CARd analysis on SOD protein with 150 atoms (10 amino acid) of outer length and 35 atoms of inner length. Gap between each outer length is chosen as75 atoms. The individual plots are frequency versus carbon fraction for the short stretch labeled. For example the first plot is for first 10 amino acids, the second one is for residues 6-16, third one is for residues 10-21 and so on. The distribution plot is shown till last possible outer length. Each plot shows a different distribution curve. If the distribution plot is normal and maximum frequency at 0.3145, then the particular stretch is normal and stable (e.g. 77-88 and 88-99). When the curve is normal and shifted to left or right then the stretch is a hydrophilic (e.g. 125-146) or hydrophobic (e.g. 10-21) region. If the distribution in not normal then it is disordered region (e.g. 104-114).

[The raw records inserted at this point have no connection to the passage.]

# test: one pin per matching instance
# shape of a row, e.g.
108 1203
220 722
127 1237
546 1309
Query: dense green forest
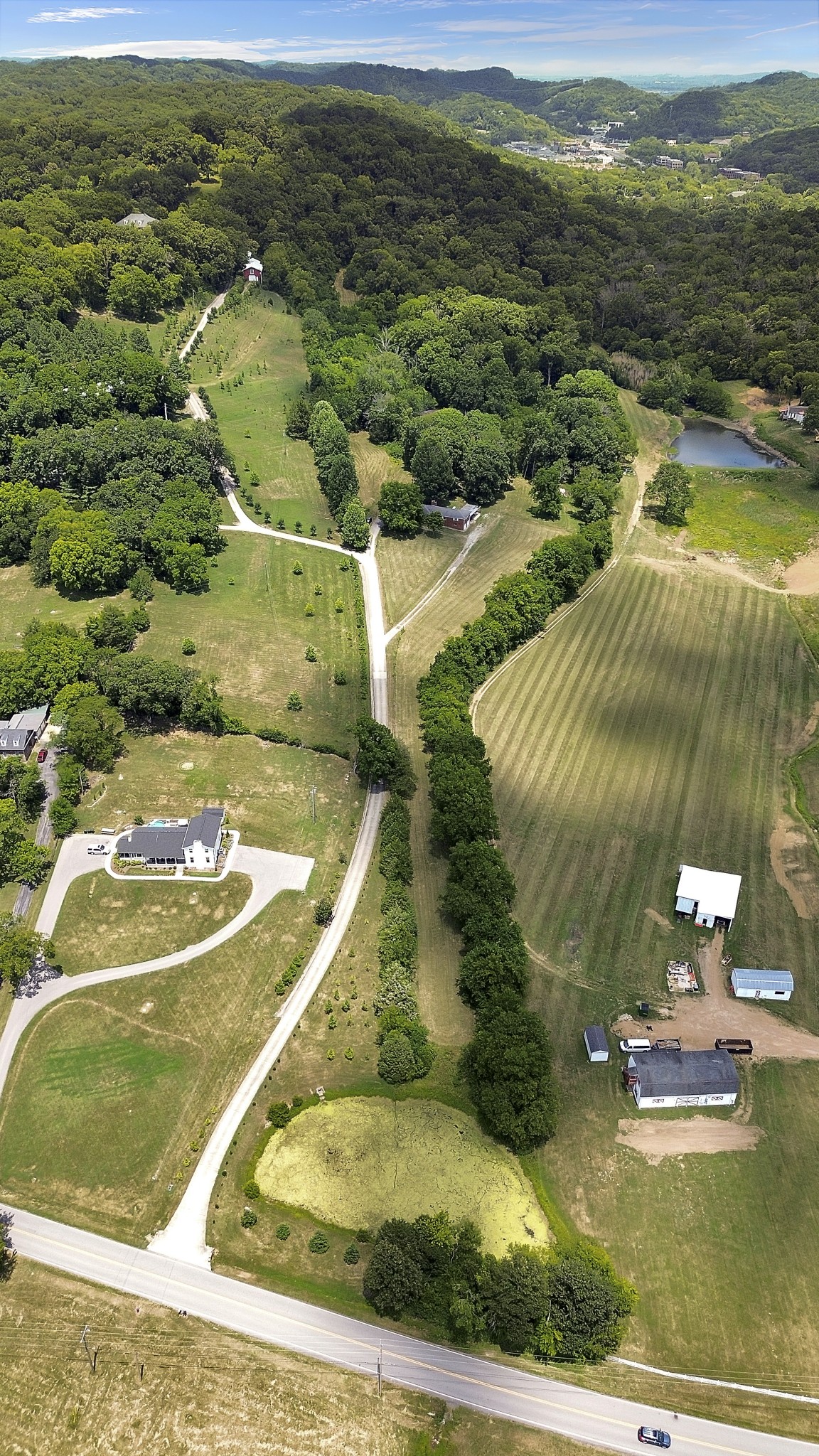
324 181
781 100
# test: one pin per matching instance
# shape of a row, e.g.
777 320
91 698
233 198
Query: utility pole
83 1342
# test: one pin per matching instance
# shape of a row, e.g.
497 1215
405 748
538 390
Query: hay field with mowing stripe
358 1161
107 922
646 730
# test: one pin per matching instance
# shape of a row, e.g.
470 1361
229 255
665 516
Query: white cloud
80 12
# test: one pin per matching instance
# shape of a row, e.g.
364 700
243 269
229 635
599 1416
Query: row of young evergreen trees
508 1065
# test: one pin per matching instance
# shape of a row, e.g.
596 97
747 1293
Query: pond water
703 443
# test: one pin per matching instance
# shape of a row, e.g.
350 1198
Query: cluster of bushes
672 389
334 468
405 1051
557 1303
508 1064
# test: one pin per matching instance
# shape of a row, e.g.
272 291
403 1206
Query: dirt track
700 1019
694 1135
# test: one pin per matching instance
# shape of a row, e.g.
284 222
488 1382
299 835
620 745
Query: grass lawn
398 1160
252 632
261 341
107 922
205 1388
764 516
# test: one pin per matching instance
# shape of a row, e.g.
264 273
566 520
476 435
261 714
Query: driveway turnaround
509 1392
270 874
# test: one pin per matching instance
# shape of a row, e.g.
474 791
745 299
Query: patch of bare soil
802 577
714 1012
659 919
793 862
692 1135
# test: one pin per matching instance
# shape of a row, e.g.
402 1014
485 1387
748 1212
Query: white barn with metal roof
763 985
709 896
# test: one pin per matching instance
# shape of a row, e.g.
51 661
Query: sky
541 38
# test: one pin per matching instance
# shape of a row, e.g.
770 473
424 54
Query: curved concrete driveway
270 875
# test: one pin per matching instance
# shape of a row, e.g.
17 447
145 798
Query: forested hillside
324 181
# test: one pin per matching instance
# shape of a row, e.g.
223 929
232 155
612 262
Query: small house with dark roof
188 843
137 220
21 732
682 1078
456 518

Mean median, mode and standard deviation of the distribution profile:

The statistical mean, median, mode and standard deviation of the distribution curve obtained for SOD. The results are not shown. It gives output of average carbon fraction, mean, median with mode and standard deviation of the distribution profile at every amino acid position as shown in Table 1 (see supplementary material). This is achieved by selecting step size of suitable atoms. A plot of amino acid number versus mean values can be obtained to identify the hydrophobic or hydrophilic regions along the sequence. This is similar to CARBANA output on average carbon fraction along the sequence.

Conclusion

CARbon distribution (CARd) analysis program has been developed to capture the hydrophobic/hydrophilic regions in proteins. The calculations are precise and sensitive to single amino acid change. This program is hoped to help in mutational studies leading to protein stabilisation. It can capture the essence of hydrophobicity in small stretch of sequence.